In their study, the researchers tested the ability of their cellulose fiber to detect a change in moisture. They dipped 20 mm of fiber into the water and noticed a sudden drop in the transmitted light intensity in less than 10 minutes. Once out of the water, the fiber dries and returns to its original level in 20 minutes. By integrating the fiber into a building, it would be possible to detect a leak or degradation in real-time.
The wood that drives the light
Researchers at the National Centre for Technical Research of Finland – VTT (Valtion Teknillinen Tutkimuskeskus) have turned to a much more eco-friendly, biodegradable, and cheap material: wood. They have developed an optical fiber made of 100% cellulose. However, wood is not particularly well known as a good light conductor. In recent years, however, wood has been made transparent by removing its lignin and mixing it with a transparent polymer.

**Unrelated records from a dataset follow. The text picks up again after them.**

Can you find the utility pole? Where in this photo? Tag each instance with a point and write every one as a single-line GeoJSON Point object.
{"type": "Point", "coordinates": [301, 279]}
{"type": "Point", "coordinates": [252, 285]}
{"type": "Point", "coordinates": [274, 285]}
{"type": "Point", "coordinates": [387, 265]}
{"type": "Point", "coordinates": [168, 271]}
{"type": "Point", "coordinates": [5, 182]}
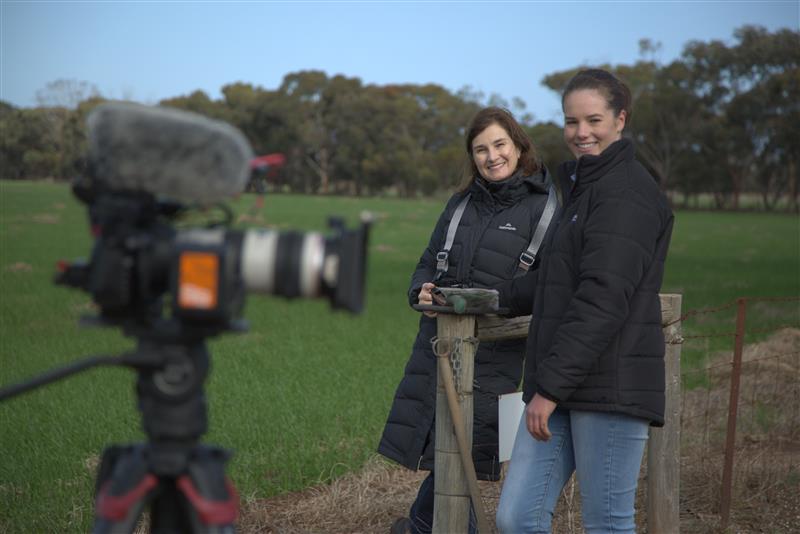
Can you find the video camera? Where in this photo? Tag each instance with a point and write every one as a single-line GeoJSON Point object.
{"type": "Point", "coordinates": [172, 288]}
{"type": "Point", "coordinates": [145, 165]}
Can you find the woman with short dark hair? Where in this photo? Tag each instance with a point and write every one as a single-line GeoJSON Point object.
{"type": "Point", "coordinates": [506, 193]}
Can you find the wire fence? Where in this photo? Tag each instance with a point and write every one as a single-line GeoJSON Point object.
{"type": "Point", "coordinates": [740, 417]}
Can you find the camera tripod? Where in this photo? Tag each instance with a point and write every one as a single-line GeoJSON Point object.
{"type": "Point", "coordinates": [183, 482]}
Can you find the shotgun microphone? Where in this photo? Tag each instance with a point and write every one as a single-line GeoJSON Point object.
{"type": "Point", "coordinates": [167, 152]}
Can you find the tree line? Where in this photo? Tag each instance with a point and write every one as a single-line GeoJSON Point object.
{"type": "Point", "coordinates": [722, 120]}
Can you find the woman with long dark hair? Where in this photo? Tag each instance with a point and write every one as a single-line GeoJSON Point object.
{"type": "Point", "coordinates": [594, 368]}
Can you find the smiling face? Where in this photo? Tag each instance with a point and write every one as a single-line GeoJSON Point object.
{"type": "Point", "coordinates": [590, 125]}
{"type": "Point", "coordinates": [494, 153]}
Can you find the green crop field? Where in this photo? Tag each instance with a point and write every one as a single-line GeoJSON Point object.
{"type": "Point", "coordinates": [301, 397]}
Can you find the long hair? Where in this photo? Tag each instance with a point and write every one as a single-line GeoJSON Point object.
{"type": "Point", "coordinates": [529, 161]}
{"type": "Point", "coordinates": [615, 91]}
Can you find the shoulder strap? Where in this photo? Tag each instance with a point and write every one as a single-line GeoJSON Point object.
{"type": "Point", "coordinates": [441, 256]}
{"type": "Point", "coordinates": [527, 258]}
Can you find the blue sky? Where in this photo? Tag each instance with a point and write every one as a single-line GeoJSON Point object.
{"type": "Point", "coordinates": [149, 50]}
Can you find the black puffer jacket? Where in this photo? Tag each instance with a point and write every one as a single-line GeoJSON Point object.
{"type": "Point", "coordinates": [596, 340]}
{"type": "Point", "coordinates": [495, 229]}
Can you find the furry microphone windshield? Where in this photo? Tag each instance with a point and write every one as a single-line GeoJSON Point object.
{"type": "Point", "coordinates": [167, 152]}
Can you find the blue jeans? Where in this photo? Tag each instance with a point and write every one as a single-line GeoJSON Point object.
{"type": "Point", "coordinates": [604, 449]}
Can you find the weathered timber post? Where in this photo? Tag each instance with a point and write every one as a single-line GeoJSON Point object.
{"type": "Point", "coordinates": [664, 445]}
{"type": "Point", "coordinates": [451, 488]}
{"type": "Point", "coordinates": [455, 483]}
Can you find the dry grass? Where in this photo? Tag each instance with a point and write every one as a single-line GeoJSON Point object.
{"type": "Point", "coordinates": [766, 473]}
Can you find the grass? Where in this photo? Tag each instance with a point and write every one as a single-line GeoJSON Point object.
{"type": "Point", "coordinates": [302, 396]}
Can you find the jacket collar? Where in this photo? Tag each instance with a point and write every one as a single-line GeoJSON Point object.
{"type": "Point", "coordinates": [589, 169]}
{"type": "Point", "coordinates": [510, 190]}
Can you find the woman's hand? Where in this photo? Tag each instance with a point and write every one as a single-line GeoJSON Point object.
{"type": "Point", "coordinates": [537, 414]}
{"type": "Point", "coordinates": [425, 297]}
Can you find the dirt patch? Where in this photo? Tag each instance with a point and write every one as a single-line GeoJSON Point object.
{"type": "Point", "coordinates": [766, 478]}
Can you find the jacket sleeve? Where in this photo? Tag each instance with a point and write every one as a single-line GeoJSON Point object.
{"type": "Point", "coordinates": [426, 266]}
{"type": "Point", "coordinates": [619, 243]}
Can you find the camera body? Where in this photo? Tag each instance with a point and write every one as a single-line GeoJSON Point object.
{"type": "Point", "coordinates": [143, 269]}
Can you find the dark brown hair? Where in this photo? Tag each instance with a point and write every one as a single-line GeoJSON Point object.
{"type": "Point", "coordinates": [529, 161]}
{"type": "Point", "coordinates": [614, 90]}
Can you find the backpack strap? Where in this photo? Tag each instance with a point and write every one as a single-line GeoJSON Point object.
{"type": "Point", "coordinates": [527, 258]}
{"type": "Point", "coordinates": [441, 256]}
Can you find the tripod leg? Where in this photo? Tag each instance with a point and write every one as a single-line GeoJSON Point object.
{"type": "Point", "coordinates": [124, 485]}
{"type": "Point", "coordinates": [213, 499]}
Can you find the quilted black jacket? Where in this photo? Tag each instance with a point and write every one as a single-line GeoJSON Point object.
{"type": "Point", "coordinates": [495, 229]}
{"type": "Point", "coordinates": [596, 340]}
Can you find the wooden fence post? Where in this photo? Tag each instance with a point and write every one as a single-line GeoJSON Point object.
{"type": "Point", "coordinates": [451, 489]}
{"type": "Point", "coordinates": [664, 445]}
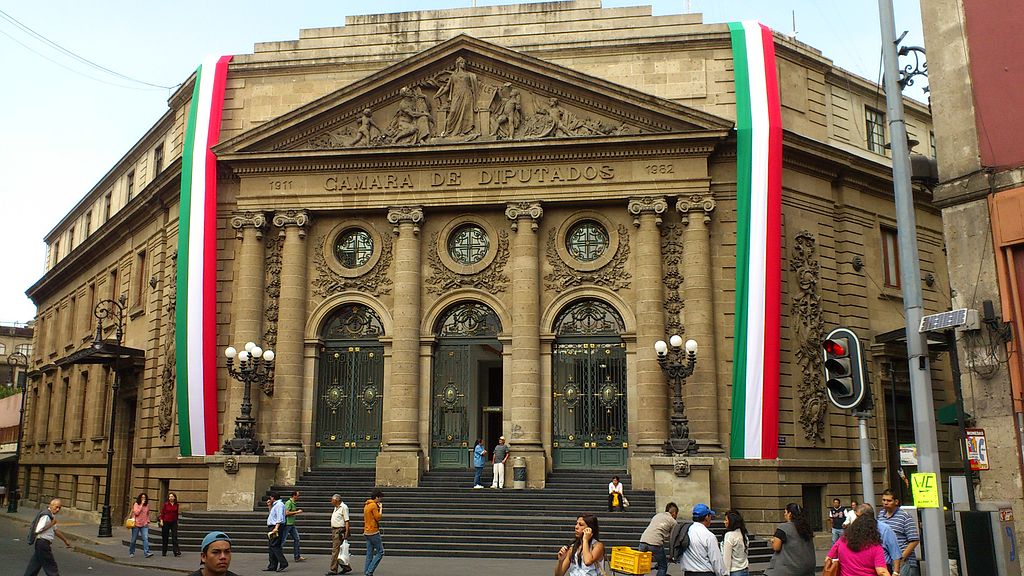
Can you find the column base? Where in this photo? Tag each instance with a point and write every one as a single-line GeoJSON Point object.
{"type": "Point", "coordinates": [237, 483]}
{"type": "Point", "coordinates": [398, 468]}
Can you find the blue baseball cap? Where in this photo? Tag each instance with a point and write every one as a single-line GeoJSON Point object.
{"type": "Point", "coordinates": [215, 536]}
{"type": "Point", "coordinates": [700, 510]}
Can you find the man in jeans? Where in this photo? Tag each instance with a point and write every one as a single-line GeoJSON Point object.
{"type": "Point", "coordinates": [372, 511]}
{"type": "Point", "coordinates": [656, 535]}
{"type": "Point", "coordinates": [501, 454]}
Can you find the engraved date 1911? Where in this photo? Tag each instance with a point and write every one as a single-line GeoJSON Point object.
{"type": "Point", "coordinates": [659, 168]}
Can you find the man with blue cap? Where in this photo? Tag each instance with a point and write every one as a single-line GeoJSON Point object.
{"type": "Point", "coordinates": [702, 557]}
{"type": "Point", "coordinates": [215, 556]}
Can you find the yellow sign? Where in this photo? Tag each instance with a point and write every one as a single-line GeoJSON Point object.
{"type": "Point", "coordinates": [926, 490]}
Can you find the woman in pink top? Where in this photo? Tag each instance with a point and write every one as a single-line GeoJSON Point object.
{"type": "Point", "coordinates": [859, 550]}
{"type": "Point", "coordinates": [140, 513]}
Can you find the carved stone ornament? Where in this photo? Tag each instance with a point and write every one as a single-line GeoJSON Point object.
{"type": "Point", "coordinates": [297, 218]}
{"type": "Point", "coordinates": [375, 281]}
{"type": "Point", "coordinates": [531, 210]}
{"type": "Point", "coordinates": [611, 275]}
{"type": "Point", "coordinates": [270, 314]}
{"type": "Point", "coordinates": [647, 205]}
{"type": "Point", "coordinates": [249, 219]}
{"type": "Point", "coordinates": [694, 202]}
{"type": "Point", "coordinates": [165, 417]}
{"type": "Point", "coordinates": [672, 254]}
{"type": "Point", "coordinates": [456, 105]}
{"type": "Point", "coordinates": [406, 214]}
{"type": "Point", "coordinates": [810, 332]}
{"type": "Point", "coordinates": [491, 279]}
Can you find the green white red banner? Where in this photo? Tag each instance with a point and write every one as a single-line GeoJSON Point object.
{"type": "Point", "coordinates": [759, 228]}
{"type": "Point", "coordinates": [197, 276]}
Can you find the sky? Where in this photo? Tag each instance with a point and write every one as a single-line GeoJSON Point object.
{"type": "Point", "coordinates": [65, 123]}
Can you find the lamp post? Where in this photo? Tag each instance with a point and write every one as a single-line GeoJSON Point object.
{"type": "Point", "coordinates": [255, 365]}
{"type": "Point", "coordinates": [110, 310]}
{"type": "Point", "coordinates": [678, 364]}
{"type": "Point", "coordinates": [14, 360]}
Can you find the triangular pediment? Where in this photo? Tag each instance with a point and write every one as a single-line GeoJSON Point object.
{"type": "Point", "coordinates": [468, 90]}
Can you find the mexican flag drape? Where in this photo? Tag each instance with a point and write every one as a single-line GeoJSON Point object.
{"type": "Point", "coordinates": [759, 215]}
{"type": "Point", "coordinates": [197, 275]}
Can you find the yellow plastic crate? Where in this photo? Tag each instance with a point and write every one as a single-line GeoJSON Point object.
{"type": "Point", "coordinates": [626, 560]}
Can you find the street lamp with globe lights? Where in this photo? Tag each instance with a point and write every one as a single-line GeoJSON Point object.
{"type": "Point", "coordinates": [14, 360]}
{"type": "Point", "coordinates": [678, 364]}
{"type": "Point", "coordinates": [255, 365]}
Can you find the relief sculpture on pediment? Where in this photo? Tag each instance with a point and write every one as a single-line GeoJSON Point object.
{"type": "Point", "coordinates": [457, 105]}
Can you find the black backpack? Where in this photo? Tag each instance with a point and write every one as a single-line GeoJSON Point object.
{"type": "Point", "coordinates": [31, 538]}
{"type": "Point", "coordinates": [679, 540]}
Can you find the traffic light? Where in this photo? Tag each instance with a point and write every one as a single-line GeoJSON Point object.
{"type": "Point", "coordinates": [844, 369]}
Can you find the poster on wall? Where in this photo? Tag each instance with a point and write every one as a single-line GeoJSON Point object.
{"type": "Point", "coordinates": [977, 449]}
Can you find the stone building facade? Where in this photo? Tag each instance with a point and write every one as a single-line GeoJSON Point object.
{"type": "Point", "coordinates": [472, 222]}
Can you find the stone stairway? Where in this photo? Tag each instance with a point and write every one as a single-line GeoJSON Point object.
{"type": "Point", "coordinates": [445, 517]}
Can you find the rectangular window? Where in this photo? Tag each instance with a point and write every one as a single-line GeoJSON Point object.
{"type": "Point", "coordinates": [158, 159]}
{"type": "Point", "coordinates": [130, 184]}
{"type": "Point", "coordinates": [890, 257]}
{"type": "Point", "coordinates": [139, 279]}
{"type": "Point", "coordinates": [875, 121]}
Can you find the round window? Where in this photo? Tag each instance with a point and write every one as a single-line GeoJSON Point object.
{"type": "Point", "coordinates": [468, 244]}
{"type": "Point", "coordinates": [587, 240]}
{"type": "Point", "coordinates": [353, 248]}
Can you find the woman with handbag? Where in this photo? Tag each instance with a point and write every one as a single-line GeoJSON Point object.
{"type": "Point", "coordinates": [858, 551]}
{"type": "Point", "coordinates": [140, 525]}
{"type": "Point", "coordinates": [168, 521]}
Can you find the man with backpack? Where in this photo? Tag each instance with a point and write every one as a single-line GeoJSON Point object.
{"type": "Point", "coordinates": [657, 535]}
{"type": "Point", "coordinates": [41, 535]}
{"type": "Point", "coordinates": [695, 547]}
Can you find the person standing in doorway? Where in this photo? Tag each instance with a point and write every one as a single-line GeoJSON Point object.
{"type": "Point", "coordinates": [275, 534]}
{"type": "Point", "coordinates": [372, 512]}
{"type": "Point", "coordinates": [479, 458]}
{"type": "Point", "coordinates": [500, 456]}
{"type": "Point", "coordinates": [837, 519]}
{"type": "Point", "coordinates": [45, 529]}
{"type": "Point", "coordinates": [292, 509]}
{"type": "Point", "coordinates": [168, 521]}
{"type": "Point", "coordinates": [339, 533]}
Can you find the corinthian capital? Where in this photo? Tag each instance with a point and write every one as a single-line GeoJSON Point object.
{"type": "Point", "coordinates": [406, 214]}
{"type": "Point", "coordinates": [255, 220]}
{"type": "Point", "coordinates": [531, 210]}
{"type": "Point", "coordinates": [297, 218]}
{"type": "Point", "coordinates": [647, 205]}
{"type": "Point", "coordinates": [693, 203]}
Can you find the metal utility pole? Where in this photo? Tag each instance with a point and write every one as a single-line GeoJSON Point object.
{"type": "Point", "coordinates": [932, 521]}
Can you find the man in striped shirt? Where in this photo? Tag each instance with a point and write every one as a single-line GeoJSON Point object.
{"type": "Point", "coordinates": [906, 533]}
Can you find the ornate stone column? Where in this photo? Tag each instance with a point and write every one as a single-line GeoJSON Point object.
{"type": "Point", "coordinates": [286, 439]}
{"type": "Point", "coordinates": [698, 295]}
{"type": "Point", "coordinates": [524, 412]}
{"type": "Point", "coordinates": [651, 393]}
{"type": "Point", "coordinates": [398, 462]}
{"type": "Point", "coordinates": [247, 301]}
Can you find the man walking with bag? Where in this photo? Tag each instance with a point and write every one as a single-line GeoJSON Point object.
{"type": "Point", "coordinates": [339, 537]}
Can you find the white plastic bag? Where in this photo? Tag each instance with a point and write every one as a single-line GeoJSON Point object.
{"type": "Point", "coordinates": [344, 556]}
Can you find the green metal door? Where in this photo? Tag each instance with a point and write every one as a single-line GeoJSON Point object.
{"type": "Point", "coordinates": [589, 408]}
{"type": "Point", "coordinates": [349, 391]}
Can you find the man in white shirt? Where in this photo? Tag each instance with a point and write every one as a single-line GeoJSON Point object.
{"type": "Point", "coordinates": [45, 529]}
{"type": "Point", "coordinates": [339, 533]}
{"type": "Point", "coordinates": [702, 557]}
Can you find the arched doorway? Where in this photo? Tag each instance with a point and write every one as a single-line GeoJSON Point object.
{"type": "Point", "coordinates": [589, 418]}
{"type": "Point", "coordinates": [349, 389]}
{"type": "Point", "coordinates": [466, 383]}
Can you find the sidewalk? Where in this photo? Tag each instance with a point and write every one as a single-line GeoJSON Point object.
{"type": "Point", "coordinates": [83, 537]}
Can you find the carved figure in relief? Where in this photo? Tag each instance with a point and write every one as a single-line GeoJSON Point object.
{"type": "Point", "coordinates": [367, 131]}
{"type": "Point", "coordinates": [509, 113]}
{"type": "Point", "coordinates": [460, 89]}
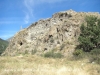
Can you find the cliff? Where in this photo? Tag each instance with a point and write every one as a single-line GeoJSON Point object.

Finnish researchers focused on cellulose extracted from wood. They first dissolved it in a solvent, then immersed it in water, which causes the cellulose to coagulate. They recovered an entirely transparent optical fiber with a high refractive index, which was then dried and covered with cellulose acetate at the lowest refractive index. This environmentally friendly fiber, which has excellent thermal and mechanical resistance, transmits light in a spectrum from 500 to 1,400 nm, which corresponds to the wavelengths used for telecommunications. However, it is far from achieving the performance of conventional optical fiber. Its attenuation factor, which measures the loss of the signal during transmission, is about 6.3 dB/cm, where the best fibers with a silica core reach… 0.1 dB/km.